Is ~i really equivalent to i != -1?

Question

How does ~i work in C++?

I just noticed it is equivalent to i != -1 , but I'm not certain about that.

int arr[3] {1, 2, 3};
int n = 3;
for (int i = n - 1; ~i; i--) {
    cout << arr[i] << ' ';
}

It printed the array in reverse.

Answer 1

~ is the bitwise NOT operator. ~i is 0 if and only if i has 1 in all its bits. Whether -1 has all bits 1 depends on how signed numbers are represented on the system. In two's complement representation, -1 is represented with all bits 1, so on such systems ~(-1) == 0 . Neither in one's complement, nor in sign-and-magnitude does that hold true.
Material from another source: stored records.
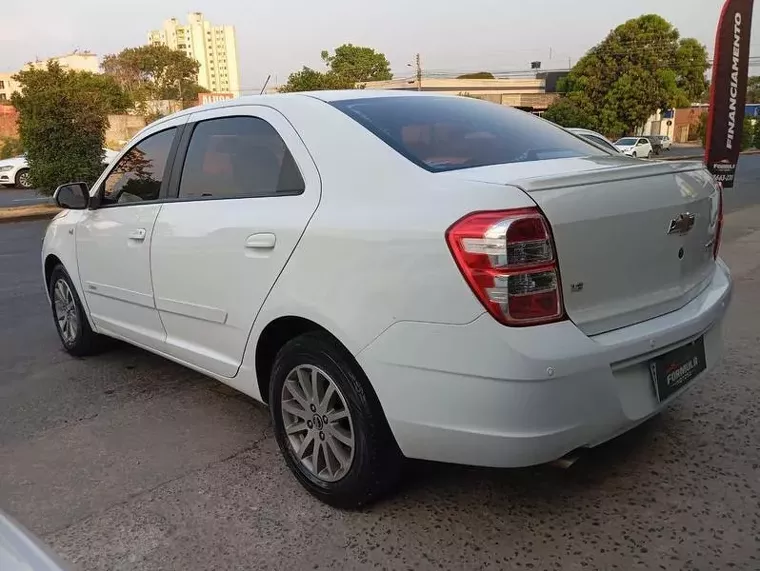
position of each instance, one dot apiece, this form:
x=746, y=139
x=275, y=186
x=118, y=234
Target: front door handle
x=138, y=235
x=261, y=241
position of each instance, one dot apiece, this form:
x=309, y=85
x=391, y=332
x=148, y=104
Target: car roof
x=272, y=99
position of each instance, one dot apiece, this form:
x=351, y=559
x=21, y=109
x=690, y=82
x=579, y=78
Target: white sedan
x=15, y=171
x=636, y=147
x=399, y=275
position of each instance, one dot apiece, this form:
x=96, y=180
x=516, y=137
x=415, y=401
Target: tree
x=358, y=64
x=477, y=75
x=753, y=89
x=642, y=66
x=311, y=80
x=567, y=113
x=62, y=123
x=154, y=72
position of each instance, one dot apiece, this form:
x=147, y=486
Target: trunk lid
x=634, y=239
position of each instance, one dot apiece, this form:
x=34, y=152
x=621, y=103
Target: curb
x=29, y=217
x=700, y=156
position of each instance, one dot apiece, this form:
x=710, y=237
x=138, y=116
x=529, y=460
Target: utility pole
x=419, y=73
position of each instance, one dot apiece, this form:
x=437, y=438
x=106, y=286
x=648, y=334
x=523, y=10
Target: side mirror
x=74, y=196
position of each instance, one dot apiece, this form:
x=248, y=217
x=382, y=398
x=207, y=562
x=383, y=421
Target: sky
x=280, y=36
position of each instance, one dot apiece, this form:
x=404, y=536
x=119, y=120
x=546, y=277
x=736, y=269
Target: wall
x=121, y=128
x=8, y=121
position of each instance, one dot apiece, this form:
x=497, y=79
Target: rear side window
x=449, y=133
x=238, y=157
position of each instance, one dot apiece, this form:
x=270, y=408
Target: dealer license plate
x=677, y=368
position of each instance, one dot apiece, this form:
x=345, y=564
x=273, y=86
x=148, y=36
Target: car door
x=245, y=189
x=113, y=240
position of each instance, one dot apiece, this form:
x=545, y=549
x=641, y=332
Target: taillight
x=719, y=228
x=508, y=259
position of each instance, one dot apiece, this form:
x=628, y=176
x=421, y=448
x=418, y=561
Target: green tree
x=62, y=124
x=477, y=75
x=642, y=66
x=753, y=89
x=567, y=113
x=358, y=64
x=154, y=72
x=312, y=80
x=10, y=147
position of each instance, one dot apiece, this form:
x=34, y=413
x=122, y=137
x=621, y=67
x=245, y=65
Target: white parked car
x=15, y=171
x=595, y=138
x=636, y=147
x=399, y=275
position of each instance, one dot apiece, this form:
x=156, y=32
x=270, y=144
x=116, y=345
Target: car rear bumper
x=488, y=395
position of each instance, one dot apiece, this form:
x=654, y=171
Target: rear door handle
x=138, y=235
x=261, y=241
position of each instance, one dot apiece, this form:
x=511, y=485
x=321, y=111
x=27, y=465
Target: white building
x=213, y=47
x=75, y=61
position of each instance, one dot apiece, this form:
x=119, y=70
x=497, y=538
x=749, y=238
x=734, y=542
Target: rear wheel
x=23, y=180
x=75, y=332
x=329, y=425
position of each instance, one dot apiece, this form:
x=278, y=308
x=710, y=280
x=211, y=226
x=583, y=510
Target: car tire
x=22, y=179
x=358, y=460
x=70, y=320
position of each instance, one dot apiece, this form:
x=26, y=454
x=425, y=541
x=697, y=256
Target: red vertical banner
x=728, y=91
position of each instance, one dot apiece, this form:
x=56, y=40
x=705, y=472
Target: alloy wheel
x=23, y=180
x=66, y=314
x=318, y=423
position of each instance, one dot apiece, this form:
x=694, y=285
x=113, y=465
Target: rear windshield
x=449, y=133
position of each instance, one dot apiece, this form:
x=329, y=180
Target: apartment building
x=213, y=47
x=7, y=86
x=74, y=61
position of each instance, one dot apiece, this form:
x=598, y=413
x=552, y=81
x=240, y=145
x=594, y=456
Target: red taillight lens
x=507, y=258
x=719, y=228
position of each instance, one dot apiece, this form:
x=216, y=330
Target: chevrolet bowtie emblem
x=682, y=224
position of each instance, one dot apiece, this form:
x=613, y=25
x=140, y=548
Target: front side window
x=238, y=157
x=449, y=133
x=138, y=175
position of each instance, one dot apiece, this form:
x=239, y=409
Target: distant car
x=665, y=142
x=595, y=138
x=15, y=171
x=636, y=147
x=656, y=143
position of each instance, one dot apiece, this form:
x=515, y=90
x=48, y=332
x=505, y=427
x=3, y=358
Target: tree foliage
x=312, y=80
x=753, y=89
x=10, y=147
x=154, y=72
x=358, y=64
x=348, y=68
x=62, y=123
x=642, y=66
x=477, y=75
x=567, y=113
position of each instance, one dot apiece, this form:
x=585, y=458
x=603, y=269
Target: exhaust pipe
x=566, y=461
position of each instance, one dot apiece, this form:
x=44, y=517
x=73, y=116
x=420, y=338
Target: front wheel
x=23, y=180
x=329, y=424
x=75, y=332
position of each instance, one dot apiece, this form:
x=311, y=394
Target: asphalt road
x=127, y=461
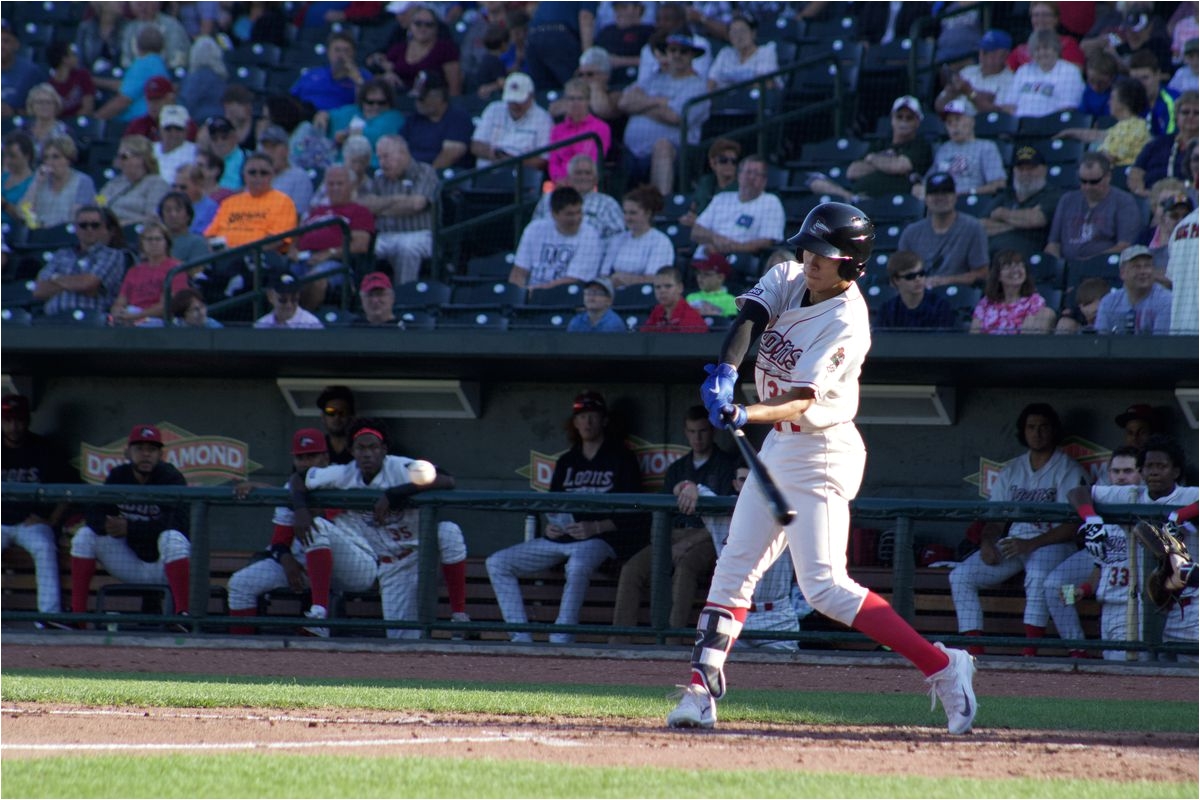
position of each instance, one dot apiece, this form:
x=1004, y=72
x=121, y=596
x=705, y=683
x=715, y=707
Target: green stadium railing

Therefore, the answer is no; not on all systems. That said, two's complement is fairly ubiquitous in modern machines (everything made since the 90's), and on such systems, the answer is yes. Regardless of the sign representation however, i != -1 is much more readable.

Answer 2

~i is bitwise NOT operator. Ie it inverts every bit in i . -1 is represented binary as every bit of number being set to 1, inverting every bit to 0 gets you 0. And when checking integer in place where bool is expected 0 is treated as false and any other number as true .

So, in this particular case yes, ~i is equivalent with i != -1 .

Answer 3

Because your i variable from for loop is of type int, which is defined as signed integer, and as such in twos complement, its binary representation of value -1 is all bits set, what means all bits are 1. On other side, bitwise negation of all ones is all zeros, and that is what you need, loop to execute until i>=0 or i!=-1, since you decrementing i. In that context of bitwise operations on sign values on system has twos complement binary representation of int, yes, it is the same.